Nor did the civil rights movement end with successful desegregation or the passage of the Civil Rights Act. It quickly morphed into the affirmative action movement.

As to the anti-abortion lobby, I don't think they'd go home if Roe v. Wade was overturned. They'd keep on fighting in the individual states, one at a time. And even if they succeeded there, I think they't turn their focus to RU-487 and even contraceptives.

Eric Scheie   ·  June 23, 2006 11:29 AM

I think this is great. Cheaper food, and probably MUCH better, is well on the way!

Where there is much cattle today, there will be many bison tomorrow. Totally cool.

Harkonnendog   ·  June 23, 2006 10:32 PM

TJ, I don't see how anyone could object, except the people who have money or organizational commitments.

I hate changing the subject like this, but WTH -- this post is receding.... Anyway, whenever I see the word "bison" I think of W.C. Fields and the "Bisonette" family ("It's a Gift," 1934.)
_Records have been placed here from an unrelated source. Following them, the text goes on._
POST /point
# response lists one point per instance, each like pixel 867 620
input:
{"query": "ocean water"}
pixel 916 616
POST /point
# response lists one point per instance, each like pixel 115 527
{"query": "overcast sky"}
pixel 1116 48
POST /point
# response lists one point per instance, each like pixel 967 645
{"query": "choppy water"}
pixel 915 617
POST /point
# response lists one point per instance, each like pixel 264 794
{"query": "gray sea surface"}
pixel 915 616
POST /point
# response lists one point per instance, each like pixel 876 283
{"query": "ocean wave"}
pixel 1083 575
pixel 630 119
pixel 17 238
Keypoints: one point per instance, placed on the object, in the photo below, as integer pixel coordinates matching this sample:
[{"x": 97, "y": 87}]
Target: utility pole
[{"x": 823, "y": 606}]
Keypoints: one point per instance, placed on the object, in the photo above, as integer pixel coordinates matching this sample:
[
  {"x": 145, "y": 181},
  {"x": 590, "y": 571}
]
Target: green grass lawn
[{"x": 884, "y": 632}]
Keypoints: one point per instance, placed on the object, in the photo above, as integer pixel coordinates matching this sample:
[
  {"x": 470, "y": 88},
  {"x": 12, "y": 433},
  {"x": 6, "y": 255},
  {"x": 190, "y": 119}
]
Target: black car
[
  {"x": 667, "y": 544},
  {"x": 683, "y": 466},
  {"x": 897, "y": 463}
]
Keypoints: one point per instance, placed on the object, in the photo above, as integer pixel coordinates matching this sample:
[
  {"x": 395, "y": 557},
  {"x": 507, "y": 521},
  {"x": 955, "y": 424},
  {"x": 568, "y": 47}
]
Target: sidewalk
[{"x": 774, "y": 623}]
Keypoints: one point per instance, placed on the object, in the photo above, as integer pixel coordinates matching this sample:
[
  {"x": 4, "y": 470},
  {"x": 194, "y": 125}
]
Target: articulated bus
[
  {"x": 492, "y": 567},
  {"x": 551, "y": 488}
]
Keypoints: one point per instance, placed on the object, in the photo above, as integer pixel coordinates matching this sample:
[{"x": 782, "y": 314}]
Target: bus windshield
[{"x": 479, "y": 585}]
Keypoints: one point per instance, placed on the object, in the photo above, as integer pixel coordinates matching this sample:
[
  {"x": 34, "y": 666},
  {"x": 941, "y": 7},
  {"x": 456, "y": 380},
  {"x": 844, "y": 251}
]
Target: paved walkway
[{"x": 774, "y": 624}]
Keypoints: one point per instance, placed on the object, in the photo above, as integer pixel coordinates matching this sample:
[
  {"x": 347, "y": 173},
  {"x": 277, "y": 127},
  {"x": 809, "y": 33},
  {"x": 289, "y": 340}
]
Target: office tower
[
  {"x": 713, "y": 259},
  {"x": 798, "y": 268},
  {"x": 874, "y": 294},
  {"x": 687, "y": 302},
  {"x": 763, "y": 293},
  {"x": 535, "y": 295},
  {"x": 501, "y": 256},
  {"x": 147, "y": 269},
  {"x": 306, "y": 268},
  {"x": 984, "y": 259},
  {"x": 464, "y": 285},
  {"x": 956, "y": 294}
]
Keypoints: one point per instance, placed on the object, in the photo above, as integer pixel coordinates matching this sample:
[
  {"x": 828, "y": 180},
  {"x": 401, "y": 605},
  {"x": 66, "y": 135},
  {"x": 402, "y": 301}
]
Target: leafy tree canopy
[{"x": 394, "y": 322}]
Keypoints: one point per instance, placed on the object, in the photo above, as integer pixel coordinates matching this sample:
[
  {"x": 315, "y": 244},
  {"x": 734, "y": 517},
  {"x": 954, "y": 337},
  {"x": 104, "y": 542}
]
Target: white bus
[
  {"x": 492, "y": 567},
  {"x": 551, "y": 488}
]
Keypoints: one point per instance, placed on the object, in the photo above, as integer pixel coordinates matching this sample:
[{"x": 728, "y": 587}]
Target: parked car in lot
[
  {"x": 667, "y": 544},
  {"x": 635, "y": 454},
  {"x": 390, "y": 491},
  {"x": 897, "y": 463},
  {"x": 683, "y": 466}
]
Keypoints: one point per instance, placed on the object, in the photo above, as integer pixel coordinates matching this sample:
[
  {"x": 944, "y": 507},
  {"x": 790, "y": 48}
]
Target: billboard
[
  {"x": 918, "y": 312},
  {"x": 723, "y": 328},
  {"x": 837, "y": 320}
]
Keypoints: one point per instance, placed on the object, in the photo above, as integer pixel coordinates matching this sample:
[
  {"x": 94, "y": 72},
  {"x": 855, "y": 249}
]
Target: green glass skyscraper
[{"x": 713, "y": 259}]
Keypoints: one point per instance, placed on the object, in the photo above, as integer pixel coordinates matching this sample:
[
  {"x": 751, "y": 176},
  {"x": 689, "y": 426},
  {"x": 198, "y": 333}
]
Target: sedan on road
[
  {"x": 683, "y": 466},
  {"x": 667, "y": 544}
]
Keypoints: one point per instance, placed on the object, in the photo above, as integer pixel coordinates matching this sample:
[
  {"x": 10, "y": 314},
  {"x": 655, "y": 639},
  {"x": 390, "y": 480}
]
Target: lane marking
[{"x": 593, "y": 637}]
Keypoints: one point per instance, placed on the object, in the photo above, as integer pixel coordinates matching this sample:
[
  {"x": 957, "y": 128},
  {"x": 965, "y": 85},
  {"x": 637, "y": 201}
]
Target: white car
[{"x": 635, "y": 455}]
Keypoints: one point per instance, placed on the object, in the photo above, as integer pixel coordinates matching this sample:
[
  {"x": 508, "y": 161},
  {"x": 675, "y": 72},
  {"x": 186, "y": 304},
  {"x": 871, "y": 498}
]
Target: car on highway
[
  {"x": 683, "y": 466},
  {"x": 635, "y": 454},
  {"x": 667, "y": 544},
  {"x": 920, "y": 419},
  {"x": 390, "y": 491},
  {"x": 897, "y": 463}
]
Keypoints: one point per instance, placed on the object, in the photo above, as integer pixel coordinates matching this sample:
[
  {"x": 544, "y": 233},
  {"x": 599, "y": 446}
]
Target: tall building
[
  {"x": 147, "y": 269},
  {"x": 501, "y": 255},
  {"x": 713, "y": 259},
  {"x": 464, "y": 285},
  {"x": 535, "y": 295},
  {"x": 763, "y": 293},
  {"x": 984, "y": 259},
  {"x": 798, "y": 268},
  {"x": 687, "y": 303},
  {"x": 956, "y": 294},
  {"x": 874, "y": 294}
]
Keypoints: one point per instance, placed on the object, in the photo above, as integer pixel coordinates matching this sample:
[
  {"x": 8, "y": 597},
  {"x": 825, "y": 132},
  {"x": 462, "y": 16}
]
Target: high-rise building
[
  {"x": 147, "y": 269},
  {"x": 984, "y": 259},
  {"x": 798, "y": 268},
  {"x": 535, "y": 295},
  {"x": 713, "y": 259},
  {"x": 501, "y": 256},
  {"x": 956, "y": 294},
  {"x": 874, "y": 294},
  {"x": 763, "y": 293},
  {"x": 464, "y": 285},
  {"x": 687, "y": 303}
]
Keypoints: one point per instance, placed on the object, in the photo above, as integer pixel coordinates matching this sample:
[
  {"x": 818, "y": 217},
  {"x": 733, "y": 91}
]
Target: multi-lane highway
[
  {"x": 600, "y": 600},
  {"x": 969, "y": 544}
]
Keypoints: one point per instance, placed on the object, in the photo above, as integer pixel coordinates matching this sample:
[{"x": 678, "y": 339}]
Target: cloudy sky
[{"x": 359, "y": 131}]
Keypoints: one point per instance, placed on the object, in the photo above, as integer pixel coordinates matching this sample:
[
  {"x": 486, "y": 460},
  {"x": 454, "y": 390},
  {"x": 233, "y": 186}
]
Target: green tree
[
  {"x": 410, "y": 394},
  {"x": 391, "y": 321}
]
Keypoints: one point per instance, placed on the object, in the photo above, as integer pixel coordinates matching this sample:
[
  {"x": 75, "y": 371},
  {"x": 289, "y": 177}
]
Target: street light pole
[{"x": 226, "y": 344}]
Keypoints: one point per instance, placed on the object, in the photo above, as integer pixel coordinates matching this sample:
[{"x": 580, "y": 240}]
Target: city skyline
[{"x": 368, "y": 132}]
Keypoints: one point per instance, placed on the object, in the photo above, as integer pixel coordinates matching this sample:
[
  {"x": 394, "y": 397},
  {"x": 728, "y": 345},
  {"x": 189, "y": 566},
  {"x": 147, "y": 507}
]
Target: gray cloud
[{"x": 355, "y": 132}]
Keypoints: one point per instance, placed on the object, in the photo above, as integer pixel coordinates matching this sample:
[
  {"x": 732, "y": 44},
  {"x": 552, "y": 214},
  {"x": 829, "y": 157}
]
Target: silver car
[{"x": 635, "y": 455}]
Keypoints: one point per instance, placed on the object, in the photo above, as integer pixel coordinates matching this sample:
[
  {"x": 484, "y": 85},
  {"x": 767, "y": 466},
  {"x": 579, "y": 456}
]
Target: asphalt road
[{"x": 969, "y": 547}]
They don't make Americans like Fields anymore. If they did he'd be locked up.

Brief bio:

http://www.imdb.com/name/nm0001211/bio

William Claude Dukenfield was the eldest of five children born to Cockney immigrant James Dukenfield and Philadelphia native Kate Felton. He went to school for four years, then quit to work with his father selling vegetables from a horse cart. At eleven, after many fights with his alcoholic father (who hit him on the head with a shovel), he ran away from home. For a while he lived in a hole in the ground, depending on stolen food and clothing. He was often beaten and spent nights in jail. His first regular job was delivering ice. By age thirteen he was a skilled pool player and juggler. It was then, at an amusement park in Norristown PA, that he was first hired as an entertainer. There he developed the technique of pretending to lose the things he was juggling. In 1893 he was employed as a juggler at Fortescue's Pier, Atlantic City. When business was slow he pretended to drown in the ocean (management thought his fake rescue would draw customers). By nineteen he was billed as "The Distinguished Comedian" and began opening bank accounts in every city he played. At age twenty-three he opened at the Palace in London and played with Sarah Bernhardt at Buckingham Palace.

Eric Scheie   ·  June 24, 2006 12:24 AM

"What is killing?"

To answer that we need to answer "What is life?", as killing is ostensibly the ending of it.

Since Im not feeling particularly philosophical, or even thoughtful for that matter, Ill just say that killing should involve lots of blood and leave it at that.

Mick   ·  June 24, 2006 02:31 AM

Actually, they should get the global warming crowd on board.

One of the biggest sources of methane today is cattle ranches.

Seriously, though, from what I heard the biggest problem with lab-grown muscle was to get it... well... exercised properly. a randomly stimulate mass of tissue does not have the same texture as a specifically, directionally stimulated mass of tissue. This is probably why they're only promising ground meat at this point. Once it's ground, the texture difference is unnoticeable.